Trois semaines après le début de sa période d’hébergement temporaire d’urgence, elle n’avait toujours pas subi un premier examen de santé et avait reçu une évaluation négative de son âge. Lorsqu’elle se sent malade, une bénévole lui propose de se rendre au Comède, une association de soins de santé pour les migrants et demandeurs d’asile à Marseille. Son examen médical a montré qu’elle était enceinte de 11 semaines. Sabine Allier, l’assistante sociale qui a accompagné la jeune fille à l’hôpital pour un avortement, a déclaré que les médecins avaient exprimé confusion et suspicion en raison de l’incohérence entre la date de naissance figurant sur ses papiers d’identité et les documents du département rejetant son âge :

Pour toute jeune fille, un avortement est déjà difficile, mais quand on s’y ajoute des soupçons, cela se transforme en un moment extrêmement violent. Un peu de douceur aiderait. La violence à laquelle ces enfants sont confrontés provient de sources multiples.

Tuberculose et hépatite B non traitées

E., un adolescent originaire d’Afrique de l’Ouest, est arrivé à Marseille en 2021. Après deux mois d’attente pour une place en hébergement temporaire d’urgence, il a finalement été pris en charge par le service départemental d’évaluation et a subi un premier examen médical. E. a reçu un diagnostic de tuberculose latente et d’hépatite B, mais il n’a reçu aucun traitement pendant son séjour au département. Après avoir reçu une évaluation négative de son âge, il a été mis à la rue sans aucun droit aux soins de santé ni aucune orientation concernant un plan de traitement. Ce n’est que quelques mois plus tard, lorsque le personnel de MSF a découvert E. qu’il avait déjà été dépisté par le service et qu’il était porteur de maladies infectieuses sans aucun traitement.

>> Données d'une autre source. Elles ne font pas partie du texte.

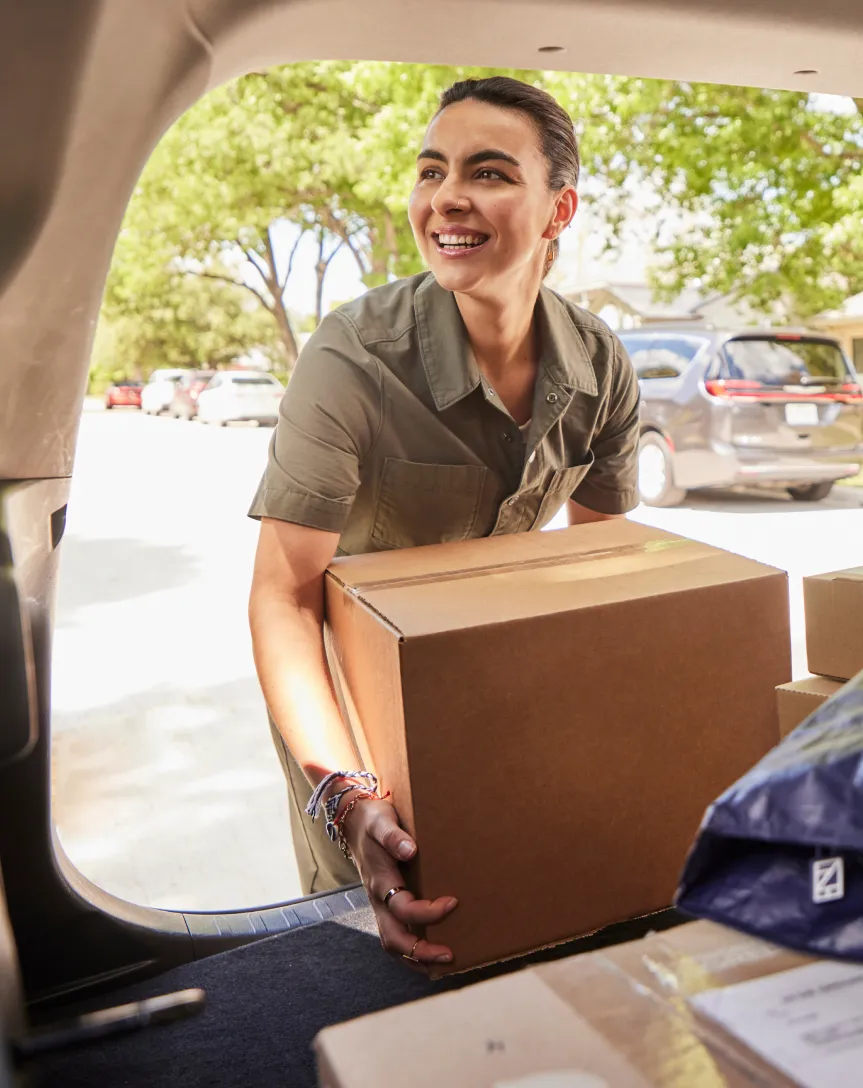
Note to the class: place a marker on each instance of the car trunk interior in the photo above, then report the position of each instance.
(88, 89)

Un médecin qui a soigné E. dans un centre de santé géré par une association a déclaré :

Il avait des chiffres assez inquiétants dans ses laboratoires, des douleurs au foie, une charge virale très élevée et il était complètement dans la nature, sans assurance maladie, rien. C’est un miracle qu’il soit venu nous voir. Son foie était sur le point de s’arrêter. Quand on voit un garçon dormir dans la rue, dont on sait déjà qu’il nuit à ses besoins vitaux de santé, sans accès aux soins, et en train de détruire clairement sa santé, et que le département le savait depuis le début et n’a rien fait en tant que médecin, c’est que m’a vraiment traumatisé.